TROIS LETTRES, DEUX MAILS, UNE CHANSON, ZÉRO ABSOLU

Samedi 10 juillet 2021,

Carroll Street, Brooklyn

L’adresse sur l’enveloppe mentionne « Aby et Joanna Wasserman », et Joanna reconnaît sa propre écriture, serrée, déliée. Lorsque Aby l’ouvre, ils y découvrent une feuille pliée en quatre et deux autres lettres cachetées :

Aby, Joanna,

Vous trouverez dans cette enveloppe une lettre pour toi, Joanna, et je sais que tu la liras à Aby, puisque c’est ce que je ferais, moi. Et une pour toi et toi seul, Aby.

Comme toi, Aby, comme toi, Joanna, comme tant d’autres embarqués sur cet avion, j’ai cherché des réponses, des indices seulement, dans L’Anomalie, ce livre étrange qu’a écrit l’écrivain français à bord. Je n’ai rien trouvé, sinon ceci : « On doit tuer le passé pour le rendre encore possible. »

Nous aussi, nous avons voulu que le passé ressuscite, et nous avons rejoint la nature bienveillante, gagné ce chalet du Vermont. Aby m’y avait conduite, t’y avait conduite, Joanna, pendant ces longs jours de neige et de glace où nous avions décidé d’avoir un enfant. Ce que nous y avons vécu toi et moi, Aby, était si fort que nous avons voulu que ce souvenir nous soutienne et nous dicte à tous les trois une voie à suivre.

Mais sur cet étroit sentier pierreux entre les épinettes et les sapins, ce chemin si symbolique où nous ne pouvions marcher de front, mon pauvre Aby, tu allais de l’une à l’autre, sans joie, comme un épagneul entre deux maîtres, avec ce sourire triste qui demandait sans cesse pardon à l’une d’avoir été près de l’autre, puis de devoir la rejoindre sans trop tarder.

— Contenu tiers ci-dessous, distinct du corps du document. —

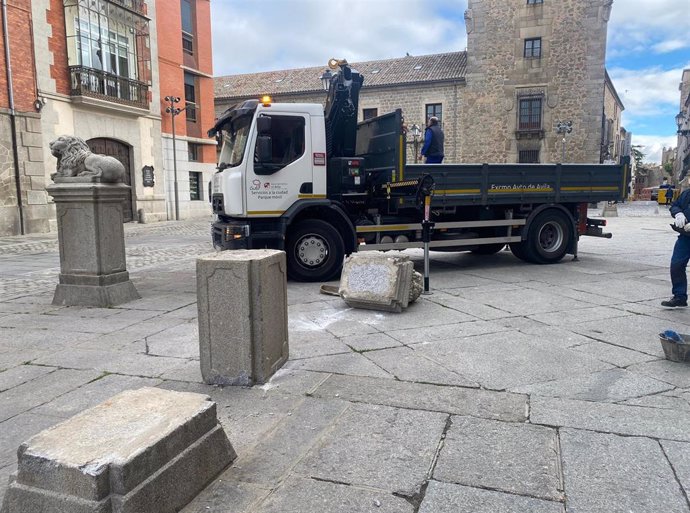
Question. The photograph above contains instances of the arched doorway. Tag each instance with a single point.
(121, 152)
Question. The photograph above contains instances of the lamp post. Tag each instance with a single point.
(563, 127)
(325, 78)
(416, 133)
(174, 111)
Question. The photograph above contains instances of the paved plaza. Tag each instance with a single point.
(512, 388)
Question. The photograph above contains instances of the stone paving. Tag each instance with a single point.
(511, 388)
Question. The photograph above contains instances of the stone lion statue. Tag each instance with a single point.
(76, 159)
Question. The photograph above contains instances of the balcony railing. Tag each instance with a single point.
(95, 83)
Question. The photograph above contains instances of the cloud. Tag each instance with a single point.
(651, 145)
(647, 93)
(264, 35)
(641, 25)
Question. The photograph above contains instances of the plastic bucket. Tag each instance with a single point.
(674, 351)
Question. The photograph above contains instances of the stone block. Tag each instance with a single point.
(242, 304)
(142, 450)
(377, 281)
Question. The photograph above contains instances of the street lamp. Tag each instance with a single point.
(680, 121)
(416, 133)
(563, 127)
(174, 111)
(326, 79)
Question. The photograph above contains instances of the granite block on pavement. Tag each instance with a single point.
(243, 329)
(147, 450)
(452, 498)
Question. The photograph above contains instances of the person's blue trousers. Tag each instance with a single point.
(679, 263)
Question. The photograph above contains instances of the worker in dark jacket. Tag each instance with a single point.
(433, 142)
(680, 210)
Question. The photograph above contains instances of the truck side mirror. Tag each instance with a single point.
(264, 149)
(263, 124)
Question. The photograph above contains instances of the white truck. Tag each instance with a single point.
(319, 186)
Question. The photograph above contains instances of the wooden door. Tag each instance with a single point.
(121, 152)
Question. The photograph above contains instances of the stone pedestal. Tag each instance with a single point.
(146, 450)
(93, 270)
(242, 301)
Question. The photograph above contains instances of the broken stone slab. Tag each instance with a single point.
(147, 450)
(242, 304)
(377, 281)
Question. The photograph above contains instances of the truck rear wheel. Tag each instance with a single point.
(548, 238)
(314, 251)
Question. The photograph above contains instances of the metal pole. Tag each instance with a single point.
(177, 198)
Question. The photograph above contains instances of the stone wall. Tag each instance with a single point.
(569, 77)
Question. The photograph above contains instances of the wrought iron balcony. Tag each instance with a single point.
(99, 84)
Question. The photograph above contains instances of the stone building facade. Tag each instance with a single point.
(529, 64)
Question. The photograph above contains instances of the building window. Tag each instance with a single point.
(108, 50)
(194, 186)
(369, 113)
(529, 115)
(533, 48)
(187, 14)
(190, 96)
(528, 157)
(434, 109)
(194, 151)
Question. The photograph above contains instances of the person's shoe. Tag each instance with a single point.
(674, 302)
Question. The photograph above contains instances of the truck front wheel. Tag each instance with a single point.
(548, 238)
(314, 251)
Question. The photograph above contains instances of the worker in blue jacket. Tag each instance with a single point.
(680, 210)
(433, 142)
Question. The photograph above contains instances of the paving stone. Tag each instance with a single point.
(508, 359)
(15, 431)
(452, 498)
(674, 373)
(611, 418)
(678, 455)
(21, 374)
(223, 496)
(181, 341)
(528, 455)
(370, 342)
(406, 364)
(606, 386)
(310, 496)
(117, 362)
(450, 331)
(466, 309)
(377, 446)
(461, 401)
(639, 332)
(580, 316)
(141, 450)
(42, 390)
(92, 394)
(352, 364)
(610, 353)
(612, 474)
(272, 458)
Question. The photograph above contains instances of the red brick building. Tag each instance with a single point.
(92, 68)
(186, 72)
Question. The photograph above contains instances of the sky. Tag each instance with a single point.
(648, 45)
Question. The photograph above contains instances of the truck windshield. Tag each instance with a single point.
(234, 142)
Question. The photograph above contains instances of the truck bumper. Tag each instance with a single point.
(230, 235)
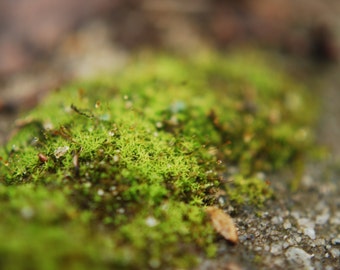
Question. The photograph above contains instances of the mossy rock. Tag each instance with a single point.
(116, 172)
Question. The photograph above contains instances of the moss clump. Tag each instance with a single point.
(115, 172)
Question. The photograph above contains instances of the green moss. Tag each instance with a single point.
(128, 162)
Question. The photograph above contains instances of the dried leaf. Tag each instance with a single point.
(223, 224)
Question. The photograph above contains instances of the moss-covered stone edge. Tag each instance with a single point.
(116, 171)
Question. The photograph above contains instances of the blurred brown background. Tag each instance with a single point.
(44, 43)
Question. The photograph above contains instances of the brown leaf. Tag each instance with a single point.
(223, 224)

Jamais tu n’étais là, simplement là, ni avec moi, ni avec elle, non, tu n’étais que déchirement. Tu auras dessiné, sans cesse, c’était ta façon d’esquiver des questions sans réponses, et je repars avec ces aquarelles qui te rappelleront toujours à moi.

Car je suis partie, oui, je vous ai laissés seuls dans ce chalet de tristesse, avant que nous nous détruisions. Joanna, toi qui portes l’enfant d’Aby, tu te doutais que je serais la première à céder, à m’effondrer. La première à fuir. Je savais que tu le savais, bien sûr.

J’ai fui.

Je suis retournée à New York, j’ai contacté Jamy Pudlowski au siège de Manhattan. En une journée, le FBI m’a fabriqué une nouvelle identité et six ans de vie numérique, sous le nom de Joanna Ashbury, pour plus de prudence. Ashbury, comme une petite ville d’Angleterre, au nord de Londres, qui n’a pour elle que son église romane. Et puis, Woods, bois, Ashbury, cendre enterrée : ils ne manqueraient pas d’humour s’ils l’avaient fait exprès.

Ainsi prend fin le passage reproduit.